In my brief time in Washington, I’ve found the worst myth to be the belief that the debt ceiling imposes any control on government spending. The plain truth is that the debt limit does not affect the deficits or surpluses; the critical revenue and spending decisions are made during the congressional budget process.

The “debt limit” myth bears special attention today because in spite of a recent increase in the debt limit, mythically characterized by some as “the largest increase ever”- not true - this issue will confront the Congress, the Treasury and the fixed income market yet again in the not too distant future. It is imprudent and unwise to risk the United State’s privileged standing in the capital markets with this all too frequent self imposed political imbroglio. The challenge and necessity before us is clear: we must maintain Congress’s constitutional granted authority for borrowing on “the full faith and credit of the U.S.” but better align it with the practical necessity of the Treasury’s responsibility to finance the gap between congressionally approved changes to revenues and expenditures. An active financial market community voice must not be mute in urging a solution to this problem.

Definition & history

The authority to borrow on the full faith and credit of the United States is vested in Congress by the Constitution: Article I, Section 8, and Clause 2 –“The Congress shall have power to borrow money on the credit of the United States”. It is an important and critical pillar of our government’s balance of powers. In 1917, in the face of more frequent government financing needs – World War I - the 65th Congress, in conjunction with the Second Liberty Bond Act, delegated authority to the Treasury Department to borrow, subject to a limit. This action replaced the necessity of having to seek congressional authority on each issuance thus providing an operational convenience. Through the years, the format of the debt limit has changed. Initially, different types of government debt had their own limits. The debt limit essentially achieved its modern form in the early 1940s.

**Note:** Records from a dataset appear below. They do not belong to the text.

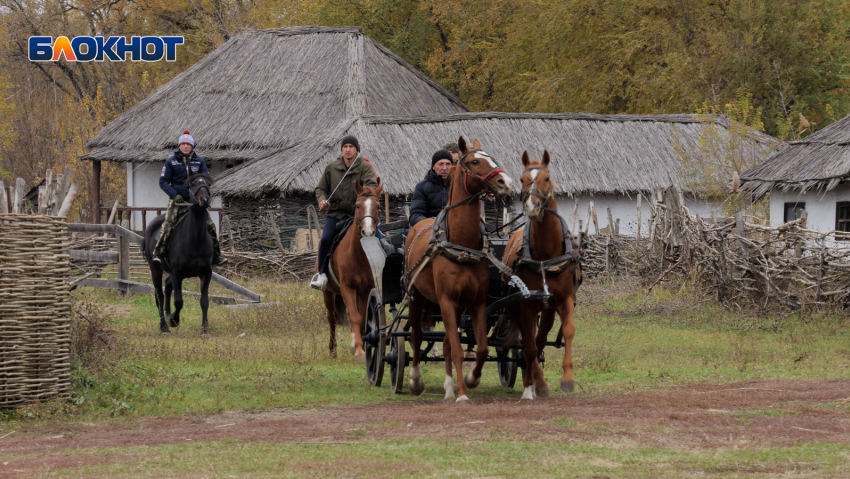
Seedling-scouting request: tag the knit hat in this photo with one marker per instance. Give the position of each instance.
(350, 140)
(440, 155)
(186, 138)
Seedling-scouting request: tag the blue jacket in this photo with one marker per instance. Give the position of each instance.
(174, 173)
(429, 197)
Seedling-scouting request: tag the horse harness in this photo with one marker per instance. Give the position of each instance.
(439, 241)
(552, 266)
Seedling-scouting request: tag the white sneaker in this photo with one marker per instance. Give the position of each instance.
(319, 281)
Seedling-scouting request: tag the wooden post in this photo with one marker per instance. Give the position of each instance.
(386, 214)
(3, 201)
(95, 193)
(638, 231)
(575, 216)
(595, 219)
(17, 204)
(68, 201)
(123, 262)
(275, 232)
(820, 267)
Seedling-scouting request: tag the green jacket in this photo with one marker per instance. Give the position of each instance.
(342, 202)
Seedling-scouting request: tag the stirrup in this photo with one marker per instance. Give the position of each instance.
(319, 281)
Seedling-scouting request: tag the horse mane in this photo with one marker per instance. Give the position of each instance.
(206, 176)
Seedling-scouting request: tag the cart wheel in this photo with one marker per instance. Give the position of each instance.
(374, 339)
(507, 366)
(399, 361)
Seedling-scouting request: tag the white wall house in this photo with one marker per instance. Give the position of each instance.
(827, 211)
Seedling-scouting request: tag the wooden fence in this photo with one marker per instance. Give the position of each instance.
(35, 312)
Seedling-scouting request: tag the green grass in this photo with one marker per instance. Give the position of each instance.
(487, 457)
(626, 340)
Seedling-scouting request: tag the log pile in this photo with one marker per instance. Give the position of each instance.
(35, 312)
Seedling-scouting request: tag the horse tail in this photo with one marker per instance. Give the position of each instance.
(340, 311)
(509, 316)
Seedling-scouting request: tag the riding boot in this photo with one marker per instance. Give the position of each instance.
(165, 231)
(217, 259)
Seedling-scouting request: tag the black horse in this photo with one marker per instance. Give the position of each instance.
(189, 254)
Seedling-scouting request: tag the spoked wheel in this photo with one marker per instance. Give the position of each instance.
(374, 341)
(507, 366)
(398, 361)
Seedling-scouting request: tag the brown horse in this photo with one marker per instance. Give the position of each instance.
(547, 242)
(454, 286)
(352, 269)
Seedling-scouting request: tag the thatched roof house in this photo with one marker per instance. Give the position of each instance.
(593, 154)
(821, 162)
(265, 91)
(808, 175)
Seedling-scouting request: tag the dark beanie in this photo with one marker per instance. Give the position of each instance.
(350, 140)
(441, 155)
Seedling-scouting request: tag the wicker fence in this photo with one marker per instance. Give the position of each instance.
(35, 312)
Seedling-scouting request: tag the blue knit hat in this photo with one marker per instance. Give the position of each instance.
(186, 138)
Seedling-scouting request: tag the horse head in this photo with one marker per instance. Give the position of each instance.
(199, 186)
(477, 164)
(366, 213)
(538, 191)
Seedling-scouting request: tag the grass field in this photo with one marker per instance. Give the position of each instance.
(627, 342)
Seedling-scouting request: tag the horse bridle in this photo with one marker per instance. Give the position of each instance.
(533, 190)
(467, 172)
(376, 220)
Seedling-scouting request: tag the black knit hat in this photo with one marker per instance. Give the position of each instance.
(441, 155)
(350, 140)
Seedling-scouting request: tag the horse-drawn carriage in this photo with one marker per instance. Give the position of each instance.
(384, 341)
(448, 263)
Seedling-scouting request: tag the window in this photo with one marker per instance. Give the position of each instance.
(842, 219)
(793, 211)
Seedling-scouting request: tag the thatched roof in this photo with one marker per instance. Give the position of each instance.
(264, 91)
(820, 161)
(591, 153)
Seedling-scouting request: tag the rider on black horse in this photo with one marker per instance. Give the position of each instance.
(182, 164)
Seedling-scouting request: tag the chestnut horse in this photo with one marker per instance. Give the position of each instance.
(454, 286)
(352, 270)
(547, 243)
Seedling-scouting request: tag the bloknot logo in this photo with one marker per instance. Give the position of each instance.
(98, 49)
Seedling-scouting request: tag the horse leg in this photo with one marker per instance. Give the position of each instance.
(168, 289)
(205, 302)
(177, 284)
(156, 276)
(330, 304)
(415, 312)
(479, 326)
(565, 311)
(355, 320)
(451, 313)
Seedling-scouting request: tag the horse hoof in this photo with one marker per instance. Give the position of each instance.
(471, 381)
(416, 386)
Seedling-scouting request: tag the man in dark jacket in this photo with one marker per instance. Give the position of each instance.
(432, 193)
(335, 193)
(182, 164)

The debt limit currently stands at $7.384 trillion. Debt subject to limit, as of June 20th, was $6.598 trillion in combined publicly held and intra-governmental debt outstanding. The current definition of debt subject to limit lacks economic coherence. As stated, the debt limit applies not just to debt held by the public, but to the notional credits in the government trust funds, of which Social Security is the largest. An impartial party to the issue might logically prefer to alternatively define the debt limit as applying just to debt actually held by the public which is only 58% of the current limit. They may just as likely think it more reasonable to define it as a full measure of the government’s unfunded liabilities, in which case the current debt subject to limit is massively understated. Today’s debt limit is a halfway house, neither here nor there. Further, despite the debt limit’s conceptual emptiness, the steady growth of the trust funds - from less than 25 percent of total federal debt in 1990 to 43 percent in 2002 and projected to rise to 55 percent by 2007 - guarantees perennial debt limit strife no matter how frugal Congress chooses to be in the budget process.

This well intended “operational convenience” of 1917 has evolved to - at best – an operational inconvenience or - at worst - a threat to the high credit and financial standing of the United States government.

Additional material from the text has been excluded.